D'autres chansons où Charlebois aligne les souvenirs peuvent donner l'impression de verser dans la nostalgie, ce dont il se défend à peine parce qu'il aime sincèrement la nostalgie. Mais s'il chante «Je chante donc je suis» dans J'me fous pas mal du temps qui passe, il fait déboucher ces chansons sur une déclaration d'amour qu'on n'attendait pas. On pourrait presque en dire autant de Battement de cils, une très belle chanson presque solennelle de McNeil et Charlebois dans laquelle il est question de l'homme qui reste debout devant la répression, la guerre et l'esclavage, mais qui rend les armes à genoux devant une femme ou un enfant. C'est aussi la préférée de Charlebois qui donne le ton à plusieurs des chansons de l'album, plus orchestrales, où les cordes se mêlent à un cor français ou à un trombone.

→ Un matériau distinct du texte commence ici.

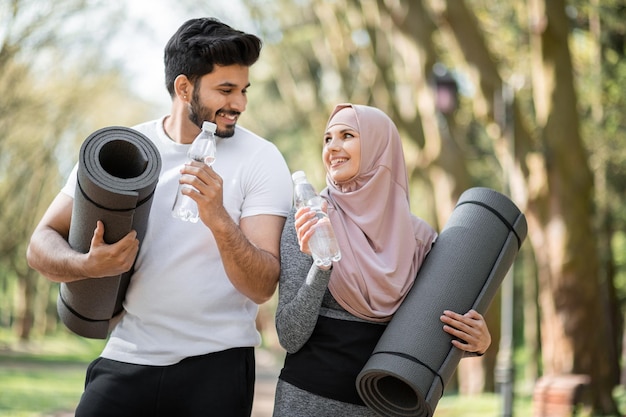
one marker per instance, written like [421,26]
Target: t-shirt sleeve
[269,185]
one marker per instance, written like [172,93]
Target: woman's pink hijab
[382,243]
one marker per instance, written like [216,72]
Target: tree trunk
[574,327]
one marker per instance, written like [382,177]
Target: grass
[46,377]
[43,377]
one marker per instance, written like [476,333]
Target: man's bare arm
[49,252]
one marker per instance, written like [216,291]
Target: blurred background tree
[523,97]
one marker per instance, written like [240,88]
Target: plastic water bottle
[323,243]
[202,149]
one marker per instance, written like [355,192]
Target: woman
[330,320]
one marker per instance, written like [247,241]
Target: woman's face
[342,152]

L'autre facette de Tout est bien, ce sont des chansons plus organiques, blues ou country, où le B3 fait bon ménage avec les guitares, acoustiques ou électriques. Comme Canadien Pacifique, cousine lointaine de CPR Blues, et la réjouissante J'ai jamais rien compris, à la fois rhythm and blues et funky. «C'est celle qui me faisait le plus peur», avoue Charlebois.

Treize autres chansons sont restées en plan parce qu'elles s'intégraient moins bien à l'album, dont une signée Plamondon sur laquelle Charlebois comptait: «Je pensais avoir une grosse chanson de scène extrêmement pop, mais en arrivant en studio je me suis rendu compte qu'on était en train de faire une joke. Il lui manque quelque chose de fort et de beau. Luc est d'accord.»

Ces chansons, Charlebois ne les a pas mises à la poubelle. Peut-être referont-elles surface un jour sur scène. Mais sûrement pas en décembre à La Tulipe où Charlebois intégrera deux ou trois nouvelles chansons tout au plus dans le concept modulaire de son spectacle Avec tambour ni trompette.